I knew a lot of people from Eric’s and my life in Beacon: school parents, parent activists, teachers, clergy members, Nathan’s friends’ parents, summer camp parents, and so on. They didn’t visit with me, but when there was a request for meals, they immediately responded with soup or a full plate; when I ran into them on the street or at a party, they smiled a bright smile and gave me a big hug; and when they ran into Eric or talked to him on the phone, they asked after me.
I knew all these people, but my relationship with them wasn’t so deep as to stir up the wish to visit me. It wasn’t deep enough to vanquish the qualms they must have about dropping by and spending time with me. Yet, when Eric and I went to the high school presentation, we ran into the mother of one of Nathan’s schoolmates. As we greeted each other with a hug, she said to me, “You’ve made my day.” Meetings like this one were so nice. They showed me I was cared for – there was so much love surrounding me.

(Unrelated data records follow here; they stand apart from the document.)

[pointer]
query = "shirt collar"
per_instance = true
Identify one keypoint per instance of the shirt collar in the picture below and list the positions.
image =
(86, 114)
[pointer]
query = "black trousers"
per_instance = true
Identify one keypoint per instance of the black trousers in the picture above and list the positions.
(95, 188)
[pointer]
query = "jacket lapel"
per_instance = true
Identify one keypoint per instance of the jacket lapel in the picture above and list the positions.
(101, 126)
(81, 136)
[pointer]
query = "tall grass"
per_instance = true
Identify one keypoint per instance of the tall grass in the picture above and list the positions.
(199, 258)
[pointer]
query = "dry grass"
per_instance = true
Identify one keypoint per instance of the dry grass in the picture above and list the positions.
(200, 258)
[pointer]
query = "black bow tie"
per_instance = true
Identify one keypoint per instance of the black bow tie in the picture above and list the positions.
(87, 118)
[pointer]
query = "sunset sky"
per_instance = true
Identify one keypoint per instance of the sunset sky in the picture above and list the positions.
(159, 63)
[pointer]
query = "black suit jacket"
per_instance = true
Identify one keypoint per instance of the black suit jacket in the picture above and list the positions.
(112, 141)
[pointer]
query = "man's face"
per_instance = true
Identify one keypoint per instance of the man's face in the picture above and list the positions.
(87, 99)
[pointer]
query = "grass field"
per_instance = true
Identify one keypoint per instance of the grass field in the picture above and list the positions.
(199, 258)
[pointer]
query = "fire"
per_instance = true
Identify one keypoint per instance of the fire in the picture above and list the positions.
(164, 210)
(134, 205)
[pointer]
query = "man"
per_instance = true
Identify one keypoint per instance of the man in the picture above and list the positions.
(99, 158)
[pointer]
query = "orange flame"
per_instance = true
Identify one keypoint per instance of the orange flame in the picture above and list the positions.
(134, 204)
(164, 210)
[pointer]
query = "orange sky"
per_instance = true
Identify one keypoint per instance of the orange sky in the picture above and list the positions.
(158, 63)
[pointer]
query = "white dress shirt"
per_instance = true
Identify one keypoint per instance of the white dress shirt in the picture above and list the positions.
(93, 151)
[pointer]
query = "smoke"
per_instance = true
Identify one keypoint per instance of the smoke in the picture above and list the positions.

I’ve wondered what caused Beacon residents’ reaction. If we weren’t close, why did they were glad to see me? Why did they show up with platefuls of food? And a potential answer has come to me. In a small town, you spend a long time doing different things with the same people: you run into the same people at the coffee shop, the store, the local market, the downtown street, the activist group, the march against social injustices, and the school yard. And in doing things together, you build a sense of community that prompts you to give, to hug, and to smile.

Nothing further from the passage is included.